Most recent works have focused on distributed versions of ECDSA or variants of Schnorr signatures,

however, and in particular, little attention has been given to constructions based on post-quantum

secure assumptions like the hardness of lattice problems. A few lattice-based threshold signature and

multi-signature schemes have been proposed in the literature, but they either rely on hash-and-sign

lattice signatures (which tend to be comparatively inefficient), use expensive generic transformations, or only come with incomplete security proofs.

In this paper, we construct several lattice-based distributed signing protocols with low round complexity following the Fiat–Shamir with Aborts (FSwA) paradigm of Lyubashevsky (Asiacrypt 2009).
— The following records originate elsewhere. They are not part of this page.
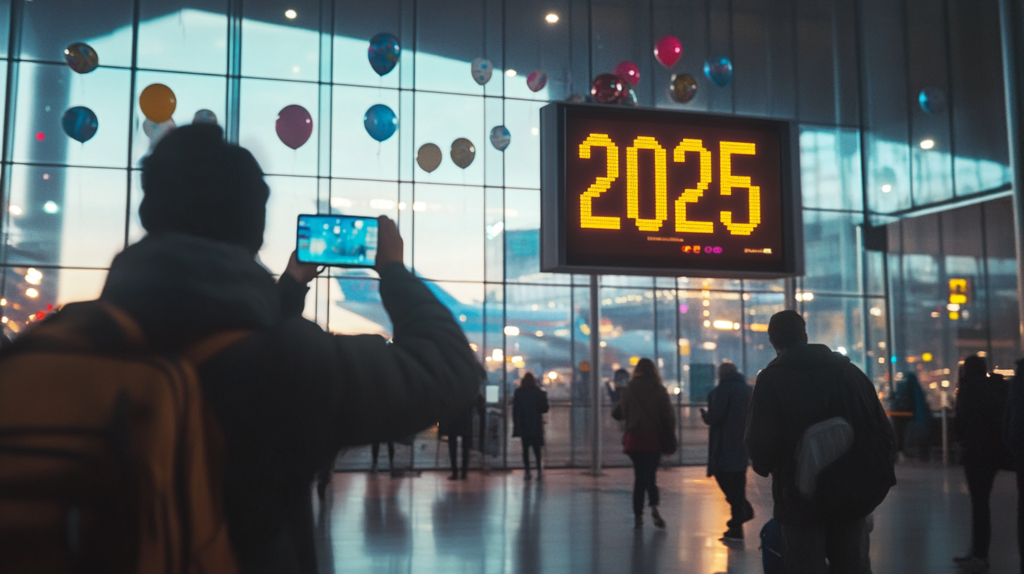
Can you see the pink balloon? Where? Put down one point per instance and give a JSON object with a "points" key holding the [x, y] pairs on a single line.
{"points": [[668, 50], [629, 72], [295, 125]]}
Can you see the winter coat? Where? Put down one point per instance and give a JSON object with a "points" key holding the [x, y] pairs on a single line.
{"points": [[528, 406], [1013, 423], [646, 410], [791, 394], [289, 396], [726, 415], [980, 404]]}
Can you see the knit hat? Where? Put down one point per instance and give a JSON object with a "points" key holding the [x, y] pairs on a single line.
{"points": [[199, 184]]}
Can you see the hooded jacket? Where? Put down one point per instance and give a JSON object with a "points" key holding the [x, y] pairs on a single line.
{"points": [[289, 396], [791, 394], [726, 415]]}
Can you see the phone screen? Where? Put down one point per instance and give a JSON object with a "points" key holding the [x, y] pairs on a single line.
{"points": [[340, 240]]}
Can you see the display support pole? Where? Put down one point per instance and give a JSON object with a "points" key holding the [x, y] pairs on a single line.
{"points": [[595, 379]]}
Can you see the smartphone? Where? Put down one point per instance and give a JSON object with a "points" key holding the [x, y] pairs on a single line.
{"points": [[340, 240]]}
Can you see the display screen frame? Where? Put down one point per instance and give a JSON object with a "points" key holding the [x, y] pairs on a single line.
{"points": [[324, 217], [555, 247]]}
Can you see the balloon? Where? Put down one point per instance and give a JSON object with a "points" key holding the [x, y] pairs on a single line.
{"points": [[630, 97], [683, 87], [156, 132], [158, 102], [629, 72], [429, 157], [294, 126], [383, 53], [537, 81], [205, 117], [932, 100], [463, 152], [500, 137], [607, 88], [380, 122], [668, 50], [81, 57], [80, 124], [719, 70], [481, 69]]}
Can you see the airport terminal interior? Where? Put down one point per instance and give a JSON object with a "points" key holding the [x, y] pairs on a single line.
{"points": [[904, 224]]}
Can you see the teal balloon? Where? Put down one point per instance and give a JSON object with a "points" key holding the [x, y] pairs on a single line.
{"points": [[719, 71], [383, 52], [932, 100], [380, 122], [80, 124]]}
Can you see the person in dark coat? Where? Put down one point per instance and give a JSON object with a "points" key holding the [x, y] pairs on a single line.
{"points": [[289, 396], [913, 430], [980, 401], [647, 413], [461, 426], [727, 460], [791, 394], [1013, 435], [528, 405]]}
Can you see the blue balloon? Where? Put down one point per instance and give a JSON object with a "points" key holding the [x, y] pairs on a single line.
{"points": [[380, 122], [932, 100], [383, 53], [719, 71], [80, 124]]}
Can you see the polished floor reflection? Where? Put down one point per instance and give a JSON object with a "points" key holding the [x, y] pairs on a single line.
{"points": [[499, 523]]}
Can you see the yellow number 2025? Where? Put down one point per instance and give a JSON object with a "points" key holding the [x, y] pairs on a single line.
{"points": [[689, 195]]}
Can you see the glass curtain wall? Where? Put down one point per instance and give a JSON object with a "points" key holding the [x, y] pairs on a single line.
{"points": [[472, 231]]}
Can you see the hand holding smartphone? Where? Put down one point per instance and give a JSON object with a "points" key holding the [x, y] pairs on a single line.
{"points": [[339, 240]]}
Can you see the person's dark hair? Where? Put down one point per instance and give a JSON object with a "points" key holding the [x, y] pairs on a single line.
{"points": [[786, 328], [645, 370], [527, 380], [975, 366], [199, 184]]}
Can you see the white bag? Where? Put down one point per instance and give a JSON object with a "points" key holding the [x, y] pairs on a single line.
{"points": [[820, 445]]}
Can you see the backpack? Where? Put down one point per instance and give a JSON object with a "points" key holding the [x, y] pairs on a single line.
{"points": [[110, 459], [771, 547], [852, 486]]}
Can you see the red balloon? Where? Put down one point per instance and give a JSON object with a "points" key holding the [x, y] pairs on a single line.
{"points": [[295, 125], [629, 72], [668, 50]]}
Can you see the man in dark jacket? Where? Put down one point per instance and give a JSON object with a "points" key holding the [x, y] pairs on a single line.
{"points": [[981, 399], [726, 414], [289, 395], [791, 394]]}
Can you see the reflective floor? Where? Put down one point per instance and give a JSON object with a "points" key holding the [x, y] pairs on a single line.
{"points": [[499, 523]]}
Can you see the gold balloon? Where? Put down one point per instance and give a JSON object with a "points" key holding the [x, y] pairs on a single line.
{"points": [[158, 102], [463, 152], [683, 87], [429, 157]]}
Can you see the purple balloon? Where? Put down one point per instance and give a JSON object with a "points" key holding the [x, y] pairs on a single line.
{"points": [[295, 125]]}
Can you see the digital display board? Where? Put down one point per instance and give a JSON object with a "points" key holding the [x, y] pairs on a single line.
{"points": [[667, 192]]}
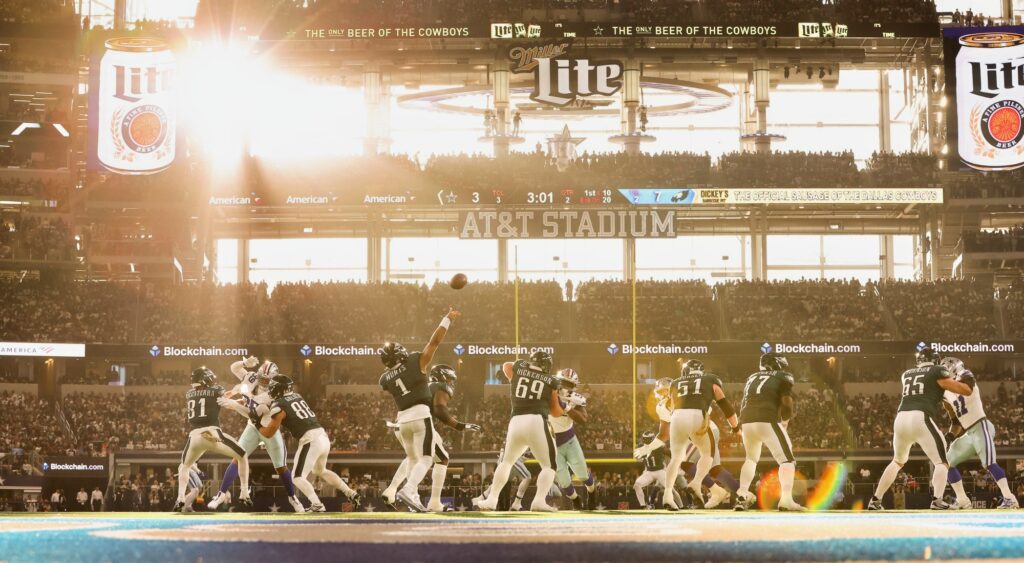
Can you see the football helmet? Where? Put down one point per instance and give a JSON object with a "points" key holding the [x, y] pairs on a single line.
{"points": [[662, 388], [952, 364], [691, 367], [393, 353], [280, 386], [266, 372], [443, 374], [569, 378], [542, 359], [203, 376], [927, 356], [773, 362]]}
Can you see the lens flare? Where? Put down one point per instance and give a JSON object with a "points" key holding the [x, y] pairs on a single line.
{"points": [[828, 488]]}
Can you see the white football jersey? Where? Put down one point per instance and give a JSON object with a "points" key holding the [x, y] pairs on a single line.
{"points": [[664, 409], [563, 423], [968, 407]]}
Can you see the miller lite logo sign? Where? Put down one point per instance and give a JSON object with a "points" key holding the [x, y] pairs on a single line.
{"points": [[515, 31], [990, 100], [560, 80]]}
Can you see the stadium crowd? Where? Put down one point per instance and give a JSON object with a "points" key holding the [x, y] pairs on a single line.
{"points": [[1004, 240], [355, 312], [805, 309]]}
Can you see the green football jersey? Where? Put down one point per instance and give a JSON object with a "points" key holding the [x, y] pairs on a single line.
{"points": [[763, 396], [299, 419], [695, 391], [921, 389]]}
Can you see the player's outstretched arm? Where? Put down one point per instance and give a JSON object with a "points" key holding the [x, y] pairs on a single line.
{"points": [[556, 405], [269, 430], [723, 403], [507, 369], [954, 386], [442, 414], [435, 340]]}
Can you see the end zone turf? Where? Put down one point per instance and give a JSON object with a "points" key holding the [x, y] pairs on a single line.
{"points": [[499, 536]]}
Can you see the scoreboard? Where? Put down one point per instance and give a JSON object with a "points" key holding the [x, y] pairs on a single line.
{"points": [[587, 198]]}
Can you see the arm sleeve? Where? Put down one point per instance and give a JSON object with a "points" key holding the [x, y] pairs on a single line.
{"points": [[240, 371]]}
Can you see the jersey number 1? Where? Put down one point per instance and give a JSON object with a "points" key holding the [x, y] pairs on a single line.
{"points": [[192, 408]]}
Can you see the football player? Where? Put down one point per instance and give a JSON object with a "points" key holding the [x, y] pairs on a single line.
{"points": [[974, 436], [250, 399], [923, 392], [535, 397], [653, 472], [203, 414], [520, 470], [764, 417], [568, 452], [404, 378], [292, 412], [692, 396], [195, 487], [442, 381]]}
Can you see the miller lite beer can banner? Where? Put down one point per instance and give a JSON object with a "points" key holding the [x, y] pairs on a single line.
{"points": [[133, 105], [985, 91]]}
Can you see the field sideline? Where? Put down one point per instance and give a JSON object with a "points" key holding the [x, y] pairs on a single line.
{"points": [[651, 535]]}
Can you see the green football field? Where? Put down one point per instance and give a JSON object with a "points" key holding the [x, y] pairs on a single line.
{"points": [[634, 535]]}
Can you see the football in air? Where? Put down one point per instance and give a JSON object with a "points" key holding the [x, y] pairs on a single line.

Our protocols can be seen as distributed variants of the fast Dilithium-G signature scheme and the

full security proof can be made assuming the hardness of module SIS and LWE problems. A key

step to achieving security (unexplained in some earlier papers) is to prevent the leakage that can

occur when parties abort after their first message—which can inevitably happen in the Fiat–Shamir

with Aborts setting. We manage to do so using homomorphic commitments.

Exploiting the similarities between FSwA and Schnorr-style signatures, our approach makes the

most of observations from recent advancements in the discrete log setting, such as Drijvers et

al.’s seminal work on two-round multi-signatures (S&P 2019). In particular, we observe that the

use of commitment not only resolves the subtle issue with aborts, but also makes it possible to

realize secure two-round n-out-of-n distributed signing and multi-signature in the plain public key

model, by equipping the commitment with a trapdoor feature. The construction of suitable trapdoor

commitment from lattices is a side contribution of this paper.

Keywords: threshold signatures, n-out-of-n distributed signatures, multi-signatures, lattice-based

cryptography, Fiat–Shamir with aborts, trapdoor commitments.